Nonprofit with international reach helps gay men have biological families

Tyler and Dominic Bonalanza-Cassacia utilized MHB’s Gay Parenting Assistance Program. (Photo credit: Darby Allison Studios.)

Men Having Babies (MHB) is an organization created for same-gender male couples, single men and trans women who want to start a family via surrogacy. It began as a concept in 2005, when current MHB Executive Director Ron Poole-Dayan started running an information group and annual seminar out of a New York LGBT center for gay men who wanted to start biological families. As men “graduated” from the program and had children, they began helping Poole-Dayan run the meetings. From there, the group collectively started MHB as a nonprofit organization in 2012. 

“We identified a void,” Poole-Dayan said. For men who wanted to go start a family via surrogacy, “we had very few resources or advice at the time.”

Poole-Dayan cited the ability to afford all of the services involved in surrogacy as one of the biggest hurdles for men having babies. When representatives from agencies and clinics came to speak at the pre-MHB events, Poole-Dayan and his collaborators would ask why their services are so expensive and what could be done to lessen the cost. 

“We realized this has to come from us,” he said. “The original idea was very Robin Hood-y. How come if agencies and clinics in growing numbers are now interested in coming and using our events to reach our potential clients, why don’t we charge them for that? And we’ll give this money to people who can’t afford it.” 

The services the organization offers include providing financial assistance, helping couples connect with a surrogate and egg donor, hire lawyers, access books and research on the surrogacy process and much more. Since 2014, MHB has helped over 500 couples in almost every U.S. state and across 14 countries. 

Poole-Dayan and his husband have 21-year-old boy-girl twins that they had via surrogacy. They are two of the first children in the U.S. to be born via gestational surrogacy, meaning the couple used an egg donor and connected with a third party who carried the babies. Decades ago, most gay couples underwent traditional surrogacies, where the surrogate would use her own egg and carry the baby. These days, virtually all surrogacies are gestational surrogacies, Poole-Dayan said. 

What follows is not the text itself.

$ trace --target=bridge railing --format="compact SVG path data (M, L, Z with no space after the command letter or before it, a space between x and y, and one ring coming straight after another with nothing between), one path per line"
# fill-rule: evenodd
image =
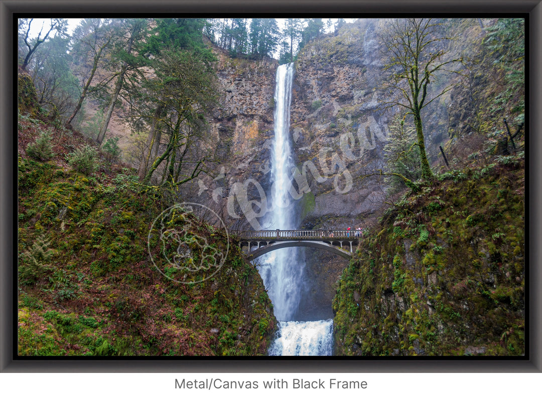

Parents-to-be who wish to obtain financial assistance through MHB’s Gay Parenting Assistance Program (GPAP) must meet certain eligibility requirements, including undergoing a criminal background check, proving that they have lived with their partner for at least two years following marriage and adhering to other paremeters. Once a client is deemed eligible, GPAP offers discounted and free services donated from over 100 IVF, surrogacy, egg donation and legal service providers, as well as reduced cost and free services like fertility medication and insurance resources. Cash grants are given to parents who have been approved through stage two of GPAP, which requires more advanced criteria like passing a psycho-social evaluation and showing a financial statement of assets. 

“[MHB] let us have a family — I don’t think we could be more thankful than we are for that,” a former participant of GPAP said in a video on the organization’s website. 

In addition to financial assistance with the surrogacy process, MHB offers access to support groups related to birth and delivery, academic books and articles about surrogacy before, during and after the process, peer advising, blogs, as well as an annual conference. Conference speakers include men who started families through surrogacy, surrogates, children who were born via surrogacy, children of surrogates, experts in a particular aspect of surrogacy, lawyers and others. 

As part of a past conference panel that addresses some of the issues that arise in surrogacy processes, Poole-Dayan brought up a frequently asked question that surrogates get: how they could possibly give up a child. 

“When people are asking that question, they’re not really looking at the process from the beginning of it,” Lisa Schuster, director of programming for MHB and former gestational surrogate, said in a video recording of the conference. “It’s really not me giving up my child, it’s me at the very beginning making the decision to become a surrogate, and knowing throughout that entire process — which pregnancy is really only a part of that process — that it’s not my baby, it was never intended to be my baby, it never had the possibility of being my baby.” 

As part of the organization’s wide-ranging advocacy work, MHB leaders are organizing a coalition to fight some of the legal roadblocks to fertility equality. One such barrier: tax regulations that apply to fertility health. At the moment, gay male couples planning to start a family cannot legally deduct any of their surrogacy-related medical costs from their taxes, nor can they have their insurance cover surrogacy-related health costs. 

“Now they can in Illinois because of a bill that we pushed that for the first time defines infertility as not just a disease or a condition but also a status,” Poole-Dayan said. “It allows [gay men] to benefit from the same IVF benefits as a heterosexual couple with medical indications for diseases or conditions.” 

Similar bills are awaiting passage in Washington and California, and hopefully New York, Poole-Dayan said.  

“New York was one of the last places where you can do surrogacy legally,” he said. “But it’s not enough to tell people you can do surrogacy legally, you need to be able to afford it. We’re not asking taxpayers to pay for the surrogate compensation, but why can’t I use my health savings account, which I can’t right now.”